Published on January 22, 2020

Downsizing isn’t going anywhere anytime soon. Millennials are no longer interested in McMansion-style homes. Their idea of enough space? 2,386 square feet, to be exact.

According to a new report from Zillow, the median square footage of single-family homes fell from 2,467 in 2015 to 2,386 in 2018 (the largest drop since 1988). Why the appetite for tight quarters? Many of today’s younger home buyers have “expressed a preference for denser, more urban homes that are more walkable to shared amenities,” according to Skylar Olsen, director of economic research for the online real-estate search company and author of the study. Smaller houses also happen to be easier to take care of: There’s less stuff to dust and fewer parts (windows, plumbing, etc.) to maintain over time. 

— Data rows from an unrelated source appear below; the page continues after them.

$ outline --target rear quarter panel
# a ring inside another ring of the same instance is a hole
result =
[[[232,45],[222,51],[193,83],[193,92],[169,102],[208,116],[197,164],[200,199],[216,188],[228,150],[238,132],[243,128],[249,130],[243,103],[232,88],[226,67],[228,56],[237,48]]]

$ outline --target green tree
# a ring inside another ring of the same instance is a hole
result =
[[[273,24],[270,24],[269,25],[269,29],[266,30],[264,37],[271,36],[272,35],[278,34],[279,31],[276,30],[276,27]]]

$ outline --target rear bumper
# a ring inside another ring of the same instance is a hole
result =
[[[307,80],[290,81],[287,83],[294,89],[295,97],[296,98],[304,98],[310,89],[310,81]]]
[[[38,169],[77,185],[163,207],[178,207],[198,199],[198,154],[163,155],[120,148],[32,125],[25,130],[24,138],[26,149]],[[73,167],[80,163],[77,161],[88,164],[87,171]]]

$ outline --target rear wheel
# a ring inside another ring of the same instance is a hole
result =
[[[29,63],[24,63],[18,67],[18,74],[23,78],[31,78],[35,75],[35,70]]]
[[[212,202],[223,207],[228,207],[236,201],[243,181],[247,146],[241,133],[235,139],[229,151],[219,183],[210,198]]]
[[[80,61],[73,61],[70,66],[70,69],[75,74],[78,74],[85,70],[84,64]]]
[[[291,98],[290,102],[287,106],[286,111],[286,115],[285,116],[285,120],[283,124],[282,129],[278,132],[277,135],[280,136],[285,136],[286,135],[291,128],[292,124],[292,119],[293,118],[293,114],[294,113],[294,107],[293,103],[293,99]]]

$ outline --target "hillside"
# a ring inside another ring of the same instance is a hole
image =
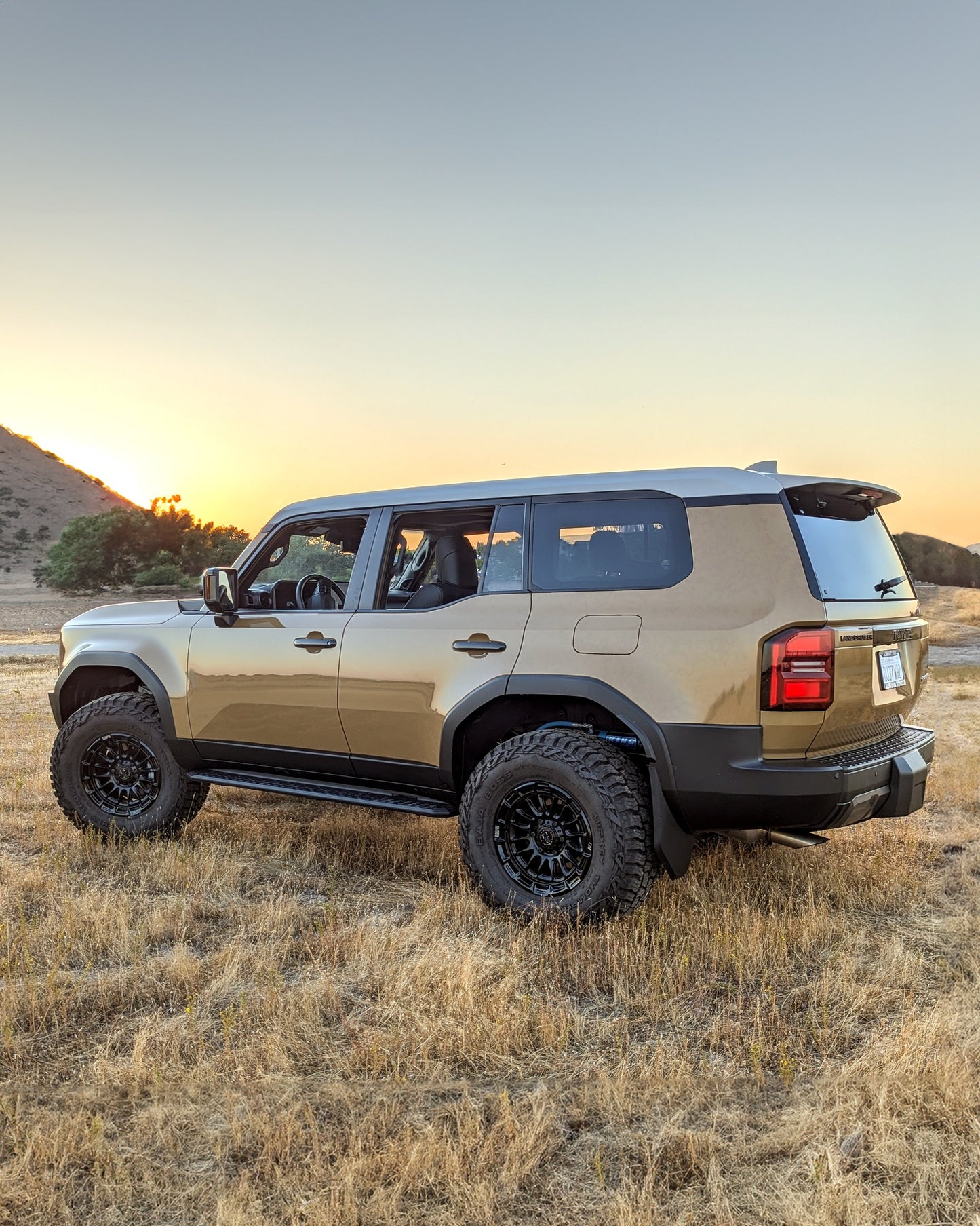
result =
[[[29,575],[77,515],[132,505],[97,477],[0,425],[0,573]]]
[[[980,587],[980,558],[970,549],[918,532],[899,532],[895,544],[914,580],[953,587]]]

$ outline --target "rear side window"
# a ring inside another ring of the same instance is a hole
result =
[[[815,499],[806,493],[791,493],[790,505],[823,600],[915,597],[905,564],[877,511],[848,499]]]
[[[670,587],[693,565],[679,498],[538,503],[532,532],[530,586],[538,591]]]

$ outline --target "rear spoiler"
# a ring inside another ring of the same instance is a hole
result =
[[[801,500],[799,495],[804,495],[804,498],[810,495],[818,500],[843,498],[849,503],[862,505],[869,511],[875,511],[881,506],[888,506],[889,503],[897,503],[902,498],[897,489],[889,489],[888,485],[872,485],[867,482],[845,481],[835,477],[791,477],[788,473],[777,472],[773,460],[751,465],[750,471],[764,472],[767,477],[778,481],[790,495],[791,503]],[[793,497],[794,493],[797,498]]]

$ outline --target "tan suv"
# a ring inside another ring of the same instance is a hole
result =
[[[51,781],[179,830],[209,783],[459,815],[485,897],[624,912],[701,831],[913,813],[927,626],[880,485],[750,470],[287,506],[203,601],[62,631]]]

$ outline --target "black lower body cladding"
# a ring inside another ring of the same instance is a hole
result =
[[[903,727],[887,741],[826,758],[763,759],[762,728],[665,723],[670,799],[692,830],[829,830],[905,817],[925,802],[936,738]]]

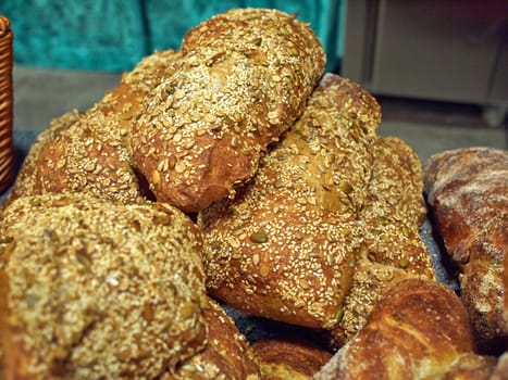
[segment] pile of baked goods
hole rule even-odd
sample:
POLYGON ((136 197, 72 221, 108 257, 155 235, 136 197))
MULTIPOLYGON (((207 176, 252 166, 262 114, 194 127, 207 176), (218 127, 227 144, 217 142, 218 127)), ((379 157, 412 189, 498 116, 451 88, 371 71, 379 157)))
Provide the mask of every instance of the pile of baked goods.
POLYGON ((2 206, 4 378, 501 373, 506 152, 486 190, 459 159, 423 173, 324 67, 295 15, 231 10, 54 119, 2 206), (423 175, 460 297, 420 236, 423 175), (232 309, 277 329, 252 340, 232 309))

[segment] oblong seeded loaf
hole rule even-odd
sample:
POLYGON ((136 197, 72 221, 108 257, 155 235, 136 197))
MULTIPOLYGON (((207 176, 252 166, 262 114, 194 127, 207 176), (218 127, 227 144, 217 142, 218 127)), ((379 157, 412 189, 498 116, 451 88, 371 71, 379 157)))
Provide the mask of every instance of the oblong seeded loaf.
POLYGON ((7 379, 158 379, 205 346, 202 242, 178 210, 44 194, 1 226, 7 379))
POLYGON ((508 344, 508 152, 471 147, 435 154, 425 165, 424 186, 436 232, 459 266, 461 300, 478 343, 499 352, 508 344))

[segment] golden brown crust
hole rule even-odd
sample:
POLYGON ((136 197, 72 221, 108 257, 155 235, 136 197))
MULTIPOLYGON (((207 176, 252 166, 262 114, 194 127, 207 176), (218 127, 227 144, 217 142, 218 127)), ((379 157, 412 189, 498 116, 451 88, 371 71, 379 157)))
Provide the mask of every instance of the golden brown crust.
POLYGON ((461 269, 462 301, 480 347, 507 344, 503 273, 508 252, 508 153, 468 148, 431 157, 425 191, 437 233, 461 269))
POLYGON ((157 86, 173 50, 145 58, 121 84, 35 154, 34 193, 91 192, 109 201, 143 203, 147 189, 131 163, 126 138, 144 96, 157 86))
POLYGON ((263 380, 310 379, 332 358, 330 351, 298 337, 267 338, 251 346, 263 380))
POLYGON ((423 175, 414 151, 397 137, 380 137, 372 149, 364 218, 379 218, 420 227, 426 216, 423 175), (404 191, 401 191, 404 190, 404 191))
POLYGON ((145 100, 134 161, 158 200, 200 211, 251 178, 324 69, 313 31, 275 10, 219 14, 184 38, 173 74, 145 100))
POLYGON ((385 291, 408 278, 434 279, 429 250, 420 237, 422 173, 414 152, 400 139, 377 138, 367 200, 359 213, 363 249, 356 262, 340 320, 331 331, 340 347, 364 324, 385 291))
POLYGON ((467 311, 450 289, 408 279, 389 290, 314 379, 447 379, 468 372, 486 379, 494 363, 474 354, 467 311))
POLYGON ((360 249, 356 212, 379 116, 358 85, 326 76, 241 193, 200 214, 211 294, 248 314, 336 324, 360 249))
POLYGON ((205 344, 200 231, 179 211, 44 194, 2 226, 8 379, 157 378, 205 344))
MULTIPOLYGON (((507 380, 508 379, 508 351, 505 352, 497 360, 496 368, 490 380, 507 380)), ((471 379, 473 380, 473 379, 471 379)))
POLYGON ((207 345, 189 359, 179 363, 174 379, 260 379, 259 366, 247 339, 233 319, 212 299, 203 308, 208 325, 207 345))
POLYGON ((12 191, 3 202, 2 206, 7 206, 12 201, 21 197, 38 195, 40 191, 36 186, 37 179, 37 157, 40 150, 49 141, 53 140, 63 130, 70 128, 74 123, 79 119, 77 111, 71 111, 60 117, 51 121, 48 128, 42 130, 32 144, 23 165, 17 174, 16 180, 12 191))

If you’re accustomed to having plenty of room to roam, chopping that amount of space in half can be jarring. No one wants to be bumping into things in their own home, so it’s important to be thoughtful about what you bring inside—and what you leave behind.

De-bulk by investing in flexible storage and seating that are both handsome and handy when guests come over (poufs and folding screens are your best friends). Bright white walls will also help create the illusion that a space is larger than it really is, but that doesn’t mean you can’t have fun with color. Interior designer Jess Blumberg painted the obstructive pipes in her 780-square-foot apartment bright yellow, drawing the eye up and accentuating the height of the ceilings. 

And there’s always this trick: Take the doors off their hinges. It saves space every time, no matter the area (nursery, pantry, hallways). Remove the door from a random closet and suddenly you can hang shelves; add another piece of furniture; or, if you’re Lena Dunham’s designer, Ariel Okin, build out a wet bar. When one door closes, another one really does open.